Eigentlich wollte ich ja gar nicht hin. Aber als Kind hatte ich ja keine andere Wahl, als damals, in den 1960er-Jahren, mit meinen Eltern in die Zips zu fahren, ins Land am südlichen Rand der Hohen Tatra, des kleinsten Hochgebirges der Welt. Denn die Familie meiner Mutter stammte aus der kleinen deutschen Sprachinsel in der nördlichen Slowakei, die heute fast in Vergessenheit geraten ist.
Rückblende: Sie selbst war dort aufgewachsen, bis sie im Winter 1944 mit einem Flüchtlingstreck weg musste. Die Rote Armee war schon bedenklich nahe und Familien wie ihrer drohte Schlimmes. Selbst dann, wenn sie die Nazis verachteten, die die Tschechoslowakei okkupiert, den Staat gespalten und in der neu ausgerufenen Slowakei eine Marionetten-Regierung von Hitlers Gnaden eingesetzt hatten, geführt von einem Priester. Doch die meisten meiner Vorfahren hatten bei der Volkszählung 1930 "Deutsch" als Umgangssprache angegeben. Das sollte bald gefährlich werden.
Alle aus der Familie waren also auf der Flucht Richtung Westen. Alle? Fast alle. Mutters Tante Liesel war dageblieben, um ihre 84-jährige Mutter, die nicht mehr mobil war, zu pflegen. Und den Hof mit der 140 Hektar großen Land- und Forstwirtschaft in den schweren Zeiten, die alle kommen sahen, zu sichern.

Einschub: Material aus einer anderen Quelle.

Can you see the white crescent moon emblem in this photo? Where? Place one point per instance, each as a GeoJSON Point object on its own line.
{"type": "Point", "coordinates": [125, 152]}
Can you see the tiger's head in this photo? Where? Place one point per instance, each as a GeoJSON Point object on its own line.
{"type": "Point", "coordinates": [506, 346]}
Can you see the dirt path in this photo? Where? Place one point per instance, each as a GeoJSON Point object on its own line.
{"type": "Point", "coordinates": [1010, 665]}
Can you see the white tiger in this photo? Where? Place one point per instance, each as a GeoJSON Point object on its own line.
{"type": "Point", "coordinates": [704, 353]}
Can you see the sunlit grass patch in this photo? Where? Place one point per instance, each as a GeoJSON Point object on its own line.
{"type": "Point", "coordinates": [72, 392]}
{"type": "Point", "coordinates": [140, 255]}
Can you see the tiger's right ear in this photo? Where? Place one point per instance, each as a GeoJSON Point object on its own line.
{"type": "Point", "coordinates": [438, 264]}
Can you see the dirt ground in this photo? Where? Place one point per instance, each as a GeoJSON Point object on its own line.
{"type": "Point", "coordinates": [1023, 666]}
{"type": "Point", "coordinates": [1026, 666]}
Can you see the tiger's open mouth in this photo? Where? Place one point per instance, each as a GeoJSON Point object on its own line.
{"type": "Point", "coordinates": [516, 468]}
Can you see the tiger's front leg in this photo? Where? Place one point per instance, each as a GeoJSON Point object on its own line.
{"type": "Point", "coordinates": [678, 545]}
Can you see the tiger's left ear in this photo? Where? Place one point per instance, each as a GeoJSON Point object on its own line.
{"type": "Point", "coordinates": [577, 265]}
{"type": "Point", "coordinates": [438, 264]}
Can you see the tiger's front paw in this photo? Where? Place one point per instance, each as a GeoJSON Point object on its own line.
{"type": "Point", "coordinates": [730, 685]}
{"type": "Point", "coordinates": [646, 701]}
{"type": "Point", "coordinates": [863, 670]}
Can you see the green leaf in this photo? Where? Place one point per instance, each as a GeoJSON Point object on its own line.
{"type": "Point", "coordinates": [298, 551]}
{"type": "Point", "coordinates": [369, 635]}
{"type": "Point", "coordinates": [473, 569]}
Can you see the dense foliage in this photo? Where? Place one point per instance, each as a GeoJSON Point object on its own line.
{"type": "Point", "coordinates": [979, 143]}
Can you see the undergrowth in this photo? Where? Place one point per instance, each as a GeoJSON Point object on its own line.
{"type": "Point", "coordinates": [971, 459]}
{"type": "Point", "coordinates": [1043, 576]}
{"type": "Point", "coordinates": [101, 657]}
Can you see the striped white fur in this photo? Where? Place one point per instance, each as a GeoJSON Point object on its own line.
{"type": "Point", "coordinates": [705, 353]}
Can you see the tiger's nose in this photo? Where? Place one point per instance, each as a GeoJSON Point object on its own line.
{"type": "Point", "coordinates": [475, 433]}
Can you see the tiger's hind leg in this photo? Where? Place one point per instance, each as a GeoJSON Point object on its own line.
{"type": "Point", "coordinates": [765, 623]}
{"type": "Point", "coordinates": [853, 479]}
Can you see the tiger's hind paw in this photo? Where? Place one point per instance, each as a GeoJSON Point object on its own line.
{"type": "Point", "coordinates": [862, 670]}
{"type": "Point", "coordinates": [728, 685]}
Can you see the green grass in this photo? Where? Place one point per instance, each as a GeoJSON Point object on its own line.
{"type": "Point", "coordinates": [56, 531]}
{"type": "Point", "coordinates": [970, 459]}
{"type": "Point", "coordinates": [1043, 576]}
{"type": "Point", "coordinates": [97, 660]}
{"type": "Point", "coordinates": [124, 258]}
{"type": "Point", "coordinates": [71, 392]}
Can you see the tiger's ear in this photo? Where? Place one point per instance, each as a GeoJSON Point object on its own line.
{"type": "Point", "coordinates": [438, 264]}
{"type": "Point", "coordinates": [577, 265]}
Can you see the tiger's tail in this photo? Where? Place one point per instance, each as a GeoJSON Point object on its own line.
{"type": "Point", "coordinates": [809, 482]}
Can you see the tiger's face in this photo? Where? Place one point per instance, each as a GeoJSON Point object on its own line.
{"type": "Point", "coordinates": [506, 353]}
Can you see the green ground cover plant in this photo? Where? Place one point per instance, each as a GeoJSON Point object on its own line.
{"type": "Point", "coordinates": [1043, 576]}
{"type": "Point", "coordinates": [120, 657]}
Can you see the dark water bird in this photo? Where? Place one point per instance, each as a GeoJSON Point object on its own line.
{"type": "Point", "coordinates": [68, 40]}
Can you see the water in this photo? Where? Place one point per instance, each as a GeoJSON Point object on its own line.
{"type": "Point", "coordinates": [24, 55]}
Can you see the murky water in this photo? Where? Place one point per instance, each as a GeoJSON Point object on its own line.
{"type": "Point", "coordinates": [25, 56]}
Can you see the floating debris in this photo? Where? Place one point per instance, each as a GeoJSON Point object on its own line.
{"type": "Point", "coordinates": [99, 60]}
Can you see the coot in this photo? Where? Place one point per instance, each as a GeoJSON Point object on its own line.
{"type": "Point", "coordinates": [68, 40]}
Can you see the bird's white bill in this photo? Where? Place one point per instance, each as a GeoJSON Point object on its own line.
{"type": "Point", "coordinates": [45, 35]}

Was ihr, um jetzt etwas vorzugreifen, nicht gelang: Alles wurde ersatzlos enteignet, auch ihr, obwohl sie sich weniger als Deutsche als vielmehr als Ungarin fühlte. Sie war noch in der Monarchie aufgewachsen, da gehörte das Gebiet zur ungarischen Reichshälfte und die Unterrichtssprache war ungarisch.